Er ist Brookes Auftraggeber, denn die kostenlose Stadtführung wird von dem Unternehmen Robin and the Tourguides veranstaltet, dessen Gesellschafter Kušnír ist. Solange es keine amtliche Unwetterwarnung gibt, finden die Gratis-Stadtführungen zuverlässig und mehrmals täglich statt.

Gratis Sightseeing durch Hamburg – wie geht das?

Der gebürtige Slowake ist selbst Touristenführer und hat 2014 das Unternehmen mitgegründet. Namensgeber Robin, der vor neun Jahren die Website aufgebaut hatte, sowie zwei weitere Touristenführer sind heute nicht mehr dabei, sodass der 37-jährige Kušnír die Firma nun gemeinsam mit seinem Kompagnon Brent Foster betreibt. Der Umsatz von Robin and the Tourguides liege im fünfstelligen Bereich, sagt Kušnír.

Zudem erwirtschafte das Unternehmen einen Überschuss.
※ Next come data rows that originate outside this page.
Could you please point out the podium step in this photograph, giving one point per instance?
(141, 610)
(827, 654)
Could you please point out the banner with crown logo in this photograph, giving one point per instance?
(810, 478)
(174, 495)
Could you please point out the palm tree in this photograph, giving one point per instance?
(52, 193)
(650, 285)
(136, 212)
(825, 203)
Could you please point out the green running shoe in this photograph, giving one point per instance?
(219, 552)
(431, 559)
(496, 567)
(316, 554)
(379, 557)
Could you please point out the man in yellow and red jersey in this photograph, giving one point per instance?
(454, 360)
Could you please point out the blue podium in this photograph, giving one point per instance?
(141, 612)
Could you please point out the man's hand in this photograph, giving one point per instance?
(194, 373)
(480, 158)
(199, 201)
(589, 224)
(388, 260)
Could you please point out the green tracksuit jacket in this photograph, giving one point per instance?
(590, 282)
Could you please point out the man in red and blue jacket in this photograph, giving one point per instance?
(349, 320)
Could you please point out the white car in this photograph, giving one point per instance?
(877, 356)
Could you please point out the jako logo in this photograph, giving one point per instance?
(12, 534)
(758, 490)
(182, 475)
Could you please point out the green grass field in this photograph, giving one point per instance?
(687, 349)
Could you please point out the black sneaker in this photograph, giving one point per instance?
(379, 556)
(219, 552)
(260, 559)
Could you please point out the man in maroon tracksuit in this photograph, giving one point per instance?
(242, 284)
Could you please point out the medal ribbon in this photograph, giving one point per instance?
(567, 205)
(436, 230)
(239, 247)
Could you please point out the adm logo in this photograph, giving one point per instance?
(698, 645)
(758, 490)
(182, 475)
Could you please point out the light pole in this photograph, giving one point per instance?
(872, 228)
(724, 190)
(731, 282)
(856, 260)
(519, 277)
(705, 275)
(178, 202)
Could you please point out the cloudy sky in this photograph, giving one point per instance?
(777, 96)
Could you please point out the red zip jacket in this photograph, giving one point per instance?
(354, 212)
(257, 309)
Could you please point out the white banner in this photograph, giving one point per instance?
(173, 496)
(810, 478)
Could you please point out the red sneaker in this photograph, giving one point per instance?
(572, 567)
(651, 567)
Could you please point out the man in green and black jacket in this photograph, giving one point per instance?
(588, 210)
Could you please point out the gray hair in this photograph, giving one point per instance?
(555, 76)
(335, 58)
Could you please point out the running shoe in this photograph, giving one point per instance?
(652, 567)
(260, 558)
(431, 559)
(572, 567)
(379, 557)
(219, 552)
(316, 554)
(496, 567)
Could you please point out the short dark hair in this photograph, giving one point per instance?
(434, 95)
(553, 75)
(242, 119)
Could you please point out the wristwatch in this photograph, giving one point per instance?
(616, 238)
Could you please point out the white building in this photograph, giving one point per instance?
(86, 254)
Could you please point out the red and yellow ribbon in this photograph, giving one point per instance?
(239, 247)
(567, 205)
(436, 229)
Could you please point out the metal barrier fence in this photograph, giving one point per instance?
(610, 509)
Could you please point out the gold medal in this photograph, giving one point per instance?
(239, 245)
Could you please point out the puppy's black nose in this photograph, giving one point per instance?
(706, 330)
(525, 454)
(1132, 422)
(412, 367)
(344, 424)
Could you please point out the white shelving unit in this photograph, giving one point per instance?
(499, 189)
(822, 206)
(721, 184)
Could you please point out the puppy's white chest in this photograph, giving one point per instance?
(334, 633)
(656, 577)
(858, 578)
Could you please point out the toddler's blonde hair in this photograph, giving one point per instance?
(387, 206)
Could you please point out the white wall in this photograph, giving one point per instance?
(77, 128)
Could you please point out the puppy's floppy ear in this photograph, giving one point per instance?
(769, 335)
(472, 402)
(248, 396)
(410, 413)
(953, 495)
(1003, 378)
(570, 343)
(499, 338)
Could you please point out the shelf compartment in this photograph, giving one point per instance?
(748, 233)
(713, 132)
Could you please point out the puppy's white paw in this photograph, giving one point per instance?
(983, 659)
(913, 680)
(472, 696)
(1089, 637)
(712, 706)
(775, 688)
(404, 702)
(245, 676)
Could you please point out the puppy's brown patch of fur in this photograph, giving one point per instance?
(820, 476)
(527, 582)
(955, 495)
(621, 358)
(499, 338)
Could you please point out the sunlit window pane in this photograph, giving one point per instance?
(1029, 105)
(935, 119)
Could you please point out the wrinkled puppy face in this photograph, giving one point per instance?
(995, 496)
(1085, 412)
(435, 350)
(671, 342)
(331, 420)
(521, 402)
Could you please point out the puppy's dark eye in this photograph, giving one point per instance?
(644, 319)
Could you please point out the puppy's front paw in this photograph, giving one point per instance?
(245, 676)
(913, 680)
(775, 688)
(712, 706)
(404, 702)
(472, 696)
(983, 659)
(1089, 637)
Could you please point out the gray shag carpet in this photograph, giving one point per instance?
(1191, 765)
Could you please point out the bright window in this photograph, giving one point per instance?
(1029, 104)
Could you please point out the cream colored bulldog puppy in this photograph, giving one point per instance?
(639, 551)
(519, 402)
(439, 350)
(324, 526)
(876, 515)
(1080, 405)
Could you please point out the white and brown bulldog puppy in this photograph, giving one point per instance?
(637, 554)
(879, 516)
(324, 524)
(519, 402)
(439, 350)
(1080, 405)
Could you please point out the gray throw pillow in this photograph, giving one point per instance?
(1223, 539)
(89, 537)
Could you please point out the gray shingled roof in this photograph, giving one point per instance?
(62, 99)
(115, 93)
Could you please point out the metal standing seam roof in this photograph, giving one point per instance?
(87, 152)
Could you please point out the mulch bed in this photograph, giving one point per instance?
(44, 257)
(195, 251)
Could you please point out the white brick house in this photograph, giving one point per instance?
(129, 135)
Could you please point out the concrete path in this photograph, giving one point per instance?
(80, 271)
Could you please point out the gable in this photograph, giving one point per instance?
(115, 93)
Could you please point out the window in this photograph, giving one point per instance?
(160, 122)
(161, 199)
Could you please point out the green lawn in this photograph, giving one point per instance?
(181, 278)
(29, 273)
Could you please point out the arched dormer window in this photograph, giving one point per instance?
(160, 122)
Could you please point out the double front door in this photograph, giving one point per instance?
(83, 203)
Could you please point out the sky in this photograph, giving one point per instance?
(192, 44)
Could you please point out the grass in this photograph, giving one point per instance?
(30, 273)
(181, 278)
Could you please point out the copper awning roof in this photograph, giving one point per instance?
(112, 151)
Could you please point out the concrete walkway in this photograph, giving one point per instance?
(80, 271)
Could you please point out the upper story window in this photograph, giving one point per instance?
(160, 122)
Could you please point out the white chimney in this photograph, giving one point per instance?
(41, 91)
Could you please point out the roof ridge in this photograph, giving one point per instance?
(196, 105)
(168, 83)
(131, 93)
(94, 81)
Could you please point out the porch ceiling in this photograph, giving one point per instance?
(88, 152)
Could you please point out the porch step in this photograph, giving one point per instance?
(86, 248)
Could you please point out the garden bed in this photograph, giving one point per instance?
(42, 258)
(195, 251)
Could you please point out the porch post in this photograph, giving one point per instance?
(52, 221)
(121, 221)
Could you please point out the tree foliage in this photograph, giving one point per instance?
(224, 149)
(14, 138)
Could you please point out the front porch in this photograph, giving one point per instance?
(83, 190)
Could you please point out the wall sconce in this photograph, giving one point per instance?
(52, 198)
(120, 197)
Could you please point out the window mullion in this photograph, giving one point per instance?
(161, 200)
Rund zehn bis fünfzehn Tourguides, darunter auch Brookes, arbeiten auf selbstständiger Basis, viele sogar hauptberuflich. Alle würden einem strengen Bewerbungsprozess unterzogen, bevor sie deutschen und internationalen Touristen die Stadt zeigen dürfen, so Kušnír.

Eine wichtige Rolle spielt die Persönlichkeit des potenziellen Tourguides und wie er oder sie die Geschichten über die Hansestadt vermittelt. Ob die Person ein Studium absolviert oder ein Zertifikat als offizieller Gästeführer erworben hat, welches zum Beispiel in Städten wie Wien notwendig ist, ist von keiner großen Bedeutung.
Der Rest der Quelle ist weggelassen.